30 人の居ない村と三人の見張り
自分でもいきなり過ぎるとは分かっていましたが、三人は面白いくらい妙な声で驚いてくれました。
「ちょっと待て。今までの話の流れでどうして村長の家に向かう事になる?」
「だって、ガイ。先ほどカンが村長にも絞られていると言ってたではありませんか」
「言ったからって、どうしてあんたが村長と話を付けに行くような事になってるんだよ」
「ような、では無く、話を付けるんです。さあ、行きますよ。どうせ一番はぶりの良さそうな建物ですよね。ここからでもぼんやり見える、あの浮いている建物なのでしょう?」
「いや、まあ、そうだけど。まず放せ。引っ張るなっ!!」
三人引っ張るのは、彼らの服が破けそうなので、リーダーのガイを引っ張り、村に入りました。
「まあ、なんて活気の無い村でしょう」
嫌味ではありません。既に人が活動をしていてもおかしくない時間だというのに、人っ子一人見えていないのです。

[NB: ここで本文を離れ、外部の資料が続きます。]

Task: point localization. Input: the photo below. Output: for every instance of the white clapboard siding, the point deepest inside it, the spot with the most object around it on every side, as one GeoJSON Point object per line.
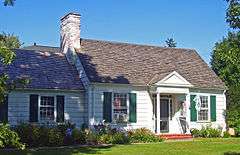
{"type": "Point", "coordinates": [144, 104]}
{"type": "Point", "coordinates": [75, 109]}
{"type": "Point", "coordinates": [220, 114]}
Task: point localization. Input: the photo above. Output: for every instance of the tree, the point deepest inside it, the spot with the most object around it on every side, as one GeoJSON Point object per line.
{"type": "Point", "coordinates": [170, 42]}
{"type": "Point", "coordinates": [9, 2]}
{"type": "Point", "coordinates": [7, 43]}
{"type": "Point", "coordinates": [233, 14]}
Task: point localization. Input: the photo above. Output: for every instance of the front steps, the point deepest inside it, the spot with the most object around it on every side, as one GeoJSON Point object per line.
{"type": "Point", "coordinates": [176, 136]}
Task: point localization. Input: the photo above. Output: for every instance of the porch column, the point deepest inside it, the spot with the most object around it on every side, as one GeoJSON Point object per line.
{"type": "Point", "coordinates": [158, 113]}
{"type": "Point", "coordinates": [188, 115]}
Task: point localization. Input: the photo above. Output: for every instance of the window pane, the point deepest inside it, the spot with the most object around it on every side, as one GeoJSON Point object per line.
{"type": "Point", "coordinates": [47, 108]}
{"type": "Point", "coordinates": [204, 101]}
{"type": "Point", "coordinates": [120, 107]}
{"type": "Point", "coordinates": [203, 115]}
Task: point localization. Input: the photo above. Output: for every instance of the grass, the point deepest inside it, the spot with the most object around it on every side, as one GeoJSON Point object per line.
{"type": "Point", "coordinates": [197, 146]}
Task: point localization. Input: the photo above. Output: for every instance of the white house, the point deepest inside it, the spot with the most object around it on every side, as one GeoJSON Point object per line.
{"type": "Point", "coordinates": [167, 90]}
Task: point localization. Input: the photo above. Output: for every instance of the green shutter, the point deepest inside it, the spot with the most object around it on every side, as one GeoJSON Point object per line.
{"type": "Point", "coordinates": [132, 107]}
{"type": "Point", "coordinates": [107, 107]}
{"type": "Point", "coordinates": [193, 111]}
{"type": "Point", "coordinates": [4, 111]}
{"type": "Point", "coordinates": [60, 108]}
{"type": "Point", "coordinates": [33, 108]}
{"type": "Point", "coordinates": [213, 108]}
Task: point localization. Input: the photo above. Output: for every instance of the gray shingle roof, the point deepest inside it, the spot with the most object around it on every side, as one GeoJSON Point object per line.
{"type": "Point", "coordinates": [46, 69]}
{"type": "Point", "coordinates": [123, 63]}
{"type": "Point", "coordinates": [111, 62]}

「この村の大人達はどうしたのです? まだ、寝床で寝息を立てているのですか?」
若者三人に見張りを任せ、何と怠けている事か。どうしようもないと憤慨して見せました。
「違うよ。皆、出稼ぎに行ってるんだよ」
「皆が出稼ぎに? ですが、モン。それでも農作業する人くらいは居ますよね?」
「居ない。私達や子どもでやっているんだ」
この村を悪く言う事で、三人の重い口を開かせる作戦でしたが、内情は私が思っていたよりもかなり悪いようです。

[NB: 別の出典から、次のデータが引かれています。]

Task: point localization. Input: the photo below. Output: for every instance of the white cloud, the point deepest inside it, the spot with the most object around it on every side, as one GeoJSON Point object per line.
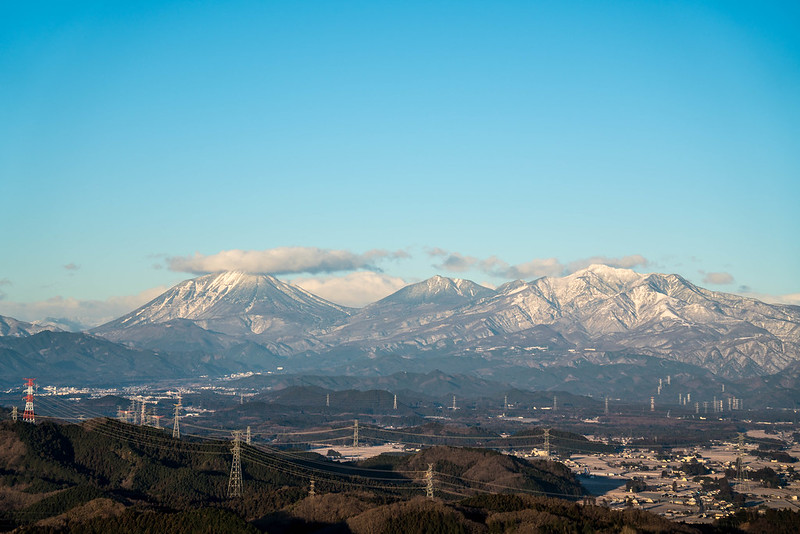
{"type": "Point", "coordinates": [535, 268]}
{"type": "Point", "coordinates": [792, 299]}
{"type": "Point", "coordinates": [625, 262]}
{"type": "Point", "coordinates": [87, 313]}
{"type": "Point", "coordinates": [718, 278]}
{"type": "Point", "coordinates": [354, 289]}
{"type": "Point", "coordinates": [282, 260]}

「要するに子どもしか居ないという事ですか? どうして大人全員が出稼ぎに?」
私にはこの点が不自然に思え、引っかかりました。
「国に治める税が多すぎるんだ。この村での収穫だけじゃとても足りない。それを補うために外へ行くんだ」
味はともかく、お城での食事に貧しさを感じた事はありません。それはつまり、他の村等からごっそりと回収していたからという事でしょうか?
「カン。それでも子どもだけが残るというのは不自然かと」
この三人くらい成長した子どもが多いのであれば、農作業の指導も出来るでしょうが、同年代の人の姿も見えません。
「子どもは人質って事さ」
「人質!? カン。それは村長が?」
カンは不服そうな表情で頷きました。
ガイが憤りつつ言います。
「今は動物だけじゃない。邪悪なるものも居る。人さらいもな。だから子どもも一緒じゃ危険だって言うんで、大人が出稼ぎに行くんだ。その間は子ども達は村長の家に集められている。税分を持ってこなけりゃ、子どもに会わせないってな」
何と卑劣な。ガイ達が口淀んでいたのも、子ども達と関わろうとする人を守るためだったのでしょう。

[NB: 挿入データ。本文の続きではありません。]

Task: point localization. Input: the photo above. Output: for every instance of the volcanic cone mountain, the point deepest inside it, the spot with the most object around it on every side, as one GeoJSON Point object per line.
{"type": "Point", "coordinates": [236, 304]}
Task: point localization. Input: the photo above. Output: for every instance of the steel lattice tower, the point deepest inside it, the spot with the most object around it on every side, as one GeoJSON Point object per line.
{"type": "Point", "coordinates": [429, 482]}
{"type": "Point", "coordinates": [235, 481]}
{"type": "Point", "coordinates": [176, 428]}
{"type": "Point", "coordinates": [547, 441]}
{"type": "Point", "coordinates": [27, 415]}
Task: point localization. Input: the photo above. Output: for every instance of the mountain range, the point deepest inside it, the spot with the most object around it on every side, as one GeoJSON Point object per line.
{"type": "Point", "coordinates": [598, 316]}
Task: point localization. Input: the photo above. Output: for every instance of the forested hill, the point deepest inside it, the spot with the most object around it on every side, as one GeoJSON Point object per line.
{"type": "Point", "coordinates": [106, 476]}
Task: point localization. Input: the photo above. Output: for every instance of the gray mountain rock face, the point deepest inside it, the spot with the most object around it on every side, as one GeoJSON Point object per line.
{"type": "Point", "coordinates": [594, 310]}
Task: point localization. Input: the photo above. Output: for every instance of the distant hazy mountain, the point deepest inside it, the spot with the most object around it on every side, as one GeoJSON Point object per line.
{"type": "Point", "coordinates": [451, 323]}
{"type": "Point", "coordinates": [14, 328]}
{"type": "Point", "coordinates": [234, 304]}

「俺達は村一の腕っぷしを見込まれて、村の見張りをしていたのさ」
「そうでしたか。それにしても、なんとまあ……。」
村の外に居た時から大きいとは思っていましたが、村の中に入り、近付くほどに思います。
「この村にこの大きさ……。本当に必要ですか?」
もう一息という距離まで近付きましたが、やはり完全に浮いています。悪さの限りでも尽くしていない限り、この村でここまで大きくなる事は無いでしょう。
王国のお城と比べると二回りほど小さい感じですが、村にそぐわない華美な装飾は本当にお城のようでした。
「村を下に見られてはいけない。だから、王都の貴族様の家くらい立派じゃないといけないと村長が言ったんだ」
交渉するのなら、多少の見栄は必要でしょうが、あれはもはや下品なのではないでしょうか。
私はお貴族様の屋敷を知りませんが、もしこのレベルの派手さが普通なのだとしたら、お付き合い出来そうにありません。
外観だけでお腹いっぱい状態でしたが、中はもっと凄いのでしょう。想像するだけでため息が出てきます。
それでも私は、玄関扉の前まで進みました。